The Catholic academic David Braine, who has died aged 76, exerted a major influence on philosophy and theology, and became a celebrated figure in Aberdeen for his courage in facing severe disability. His three major works – The Reality of Time and the Existence of God, The Human Person, and Language and Human Understanding – established him as a pioneer in the movement known today as Analytical Thomism.
David Dimond Conway Braine was born in 1940, the son of Edith Braine, a secondary school teacher, and Charles Dimond Conway Braine, a civil engineer. He had a conventional Anglican upbringing, attending a traditional public school. His conversion to Catholicism occurred in his early teens. Although he was eloquent on the invalidity of Anglican Orders, he liked to point out that in a technical sense he never converted. When he approached a Catholic priest to be received into the Church, he was (correctly) informed that a child who is validly baptised automatically becomes a Catholic, and so until the age of fourteen a child baptised by an irregular minister is presumed to be in good faith. All David thus needed to do was to make his first confession and first communion and be added to the register.
As an undergraduate Braine attended Magdalen College, Oxford, where he was profoundly affected by his encounters with Elizabeth Anscombe and the University’s Catholic chaplain. British academia in the early sixties was a more traditional and spontaneous place than today. David was studying for the BPhil when his tutor said, “I think they are looking for someone up in Aberdeen. Why don’t you go and see such-and-such…” So the young philosopher got on a train to Scotland, wandered into King’s College and explained, “Old man such-and-such said you were looking for someone.” They casually hired him on the spot, and that is where David spent the rest of his life.
When David Braine arrived, Aberdeen University, founded by Pope Alexander VI in 1495, was still a very traditional institution. The Scottish universities had until recently had their own MP in the House of Commons. The bursary examination for a sixteen-year old applicant to Aberdeen involved the unseen translation of an article from that day’s Times into Greek, in the style of a randomly selected ancient author (Democritus, Thucydides etc). The students still wore distinctive red gowns.
Braine enjoyed the robust atmosphere, jovially debating the great issues of metaphysics, epistemology, and moral and political philosophy with his friend EBF Midgley in the “Beasty” (the Red Lion Pub). Later David lived on the High Street of Old Aberdeen and became an institution in the life of the University and of the Catholic community.
His time in the North-East of Scotland might have been merely an extended episode in his life, had it not been for the devastating car accident which paralysed him from the chest down in 1977. He had wanted to become a Dominican priest but his terrible injuries made this impossible. With the funds he received in compensation for the accident, David bought a grand but dilapidated house, Greenlaw Court, next to the former town hall of Old Aberdeen. He populated the house with a diverse and often rather bohemian collection of students who could help him cope with his non-functioning bodily processes. Here he wrote his various vast tomes.

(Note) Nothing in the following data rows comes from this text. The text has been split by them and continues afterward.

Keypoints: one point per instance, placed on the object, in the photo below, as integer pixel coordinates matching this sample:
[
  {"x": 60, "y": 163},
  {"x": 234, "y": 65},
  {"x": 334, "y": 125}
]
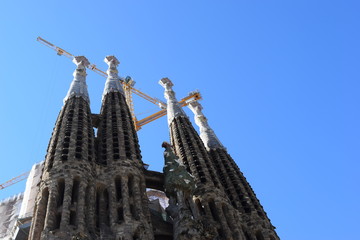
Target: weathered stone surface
[{"x": 94, "y": 187}]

Braine himself did not always accept the title Thomist, but his three major works The Reality of Time, The Human Person and Language and Human Understanding take up traditional themes in natural theology and hylemorphic anthropology and come to traditional conclusions. The route by which those conclusions are reached is, however, less familiar and quite demanding upon the reader.
He lived in a certain amount of squalor, but this did not concern him in the least. He breathed (and so spoke) very oddly because of the accident. This allowed him to control a conversation, because he could pause in the middle of sentences for a very long time so you couldn’t interrupt him and he could hold you there with his voice for as long as he liked. He ate a Brussels sprout like Charles Laughton’s Henry VIII. People who came to know David later attributed many of his eccentricities to the accident, but those who had known him beforehand claimed that most of them pre-dated it.
Braine was a considerable character and a more important thinker than is always appreciated. The complexity of his prose could sometimes put readers off: an atheist Oxford don who ploughed through one of his major works is supposed to have remarked, “Having completed Mr David Braine’s work The Reality of Time and the Existence of God, while I remain unconvinced of the existence of God, the reality of time has been brought home to me with some force.” Braine’s great trilogy of works will perhaps now stand out with more brilliance as the monument to a great man and a profound thinker and receive the attention it deserves, just as his vigour and generosity in the face of great suffering will endure forever as a monument to God’s grace.
He passed away in Aberdeen Royal Infirmary on 17th February. After his funeral in Aberdeen Cathedral on the 9th March, David was laid to rest in the spiritual heart of Aberdeen Diocese, the restored medieval abbey of Pluscarden near Elgin. The abbey’s motto may serve as a final word on his life: In loco isto dabo pacem (Haggai 2:10: “In this place I will give peace, saith the Lord”).